Chongqing will increasingly need Tibet as a source of raw materials. That part of my
argument may yet turn out to be true, but it is taking time.
A major reason for my counter-intuitive argument, in the 2013 book, that Tibet is not yet
spoiled, was that the mining and damming are exclusively done by state-owned
corporations that are restricted in how much profit they can make, by their party-state
owner, which deliberately discriminates in favour of manufacturers, and uses its political
power to hold down the prices of raw materials, water and electricity. That is still so today.
Large scale exploitation of Tibet seems imminent, but it has seemed imminent for as long as
Chinas central planners have announced mining Tibet as a pillar industry, which is
decades.
THE NEW CENTRALISATION
Thats the backstory. Then along came Xi Jinping.
Xis extraordinary centralisation of power came with announcements that private
enterprise would be allowed to play the decisive role in the economy, and that rigid price
controls on water, electricity and minerals would be relaxed. There would be reforms of the
state-owned enterprises, a crackdown on corruption and the China Dream would
materialise.
Much of this came to pass, and much is turning out to be not at all what was expected. The
corruption crackdown has exposed the oil, gas and minerals industries as major
corruption opportunities, including in Qinghai (Amdo in Tibetan) where the
Western Mining Corporation, which was involved in almost every major mine in Tibet,
became a special focus of the partys corruption inspections.

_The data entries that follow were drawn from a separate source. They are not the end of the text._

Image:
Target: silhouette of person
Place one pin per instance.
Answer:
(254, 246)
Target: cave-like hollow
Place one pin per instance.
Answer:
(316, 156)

But the relaxation of commodity price controls is moving slowly, and there is less sign than
ever of private corporations playing a decisive role. In March 2015 came an announcement
that took everyone by surprise: far from downsizing the state-owned corporations (SOEs),
they are to be upsized, by a state-driven policy of mergers and acquisitions, to become even
bigger. This is what economists call agglomeration, an unlovely word that means what it
says.
Not so long ago, when reformist premier Zhu Rongji was inclined to listen to the World
Bank and neoliberal orthodoxy, the SOEs were trimmed, downsized, demerged, forced to
compete with each other. It began to look like China might follow the prescribed path of
market economics.
That is now decisively over. Once again, in todays world, big is better, biggest is best.